More Than One-Third of U.S. Shrimp May be Mislabeled, Study Says

Yesterday, an article was released on National Geographic’s webpage, titled “More Than one-Third of U.S. Shrimp May be Mislabeled, Study Says” revealing that an FDA study recently found that most shrimp advertised as farmed is usually substituted for wild shrimp. Some of you might wonder why this is significant. First, its false advertising, but more importantly, it has environmental implications. Here’s what the article has to say about it:

The Monterey Bay Aquarium’s Seafood Watch program considers U.S.-caught wild shrimp to be a “Best Choice” or “Good Alternative” from an environmental point of view, thanks to rigorous fisheries laws that reduce unintended bycatch of turtles, marine mammals, and other threatened organisms. The situation is different for farmed shrimp, however. Most foreign farmed shrimp is on Monterey Bay Aquarium’s “Avoid” list because of concerns about habitat destruction, overfishing of other organisms to serve as feed, waste pollution, spread of diseases, and overuse of chemical treatments.

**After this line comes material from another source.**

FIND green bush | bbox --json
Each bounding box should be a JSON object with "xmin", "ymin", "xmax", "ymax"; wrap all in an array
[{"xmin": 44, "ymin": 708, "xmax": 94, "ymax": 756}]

A startling idea that was also mentioned in this article is provided below.

According to Oceana’s Warner, a problem with foreign shrimp is that Asian shrimp farms might be using toxic chemicals that are banned in the U.S. And consumers can’t always rely on the mandatory country-of-origin label system, she says, because the rules state that only the last country where seafood was processed must be listed.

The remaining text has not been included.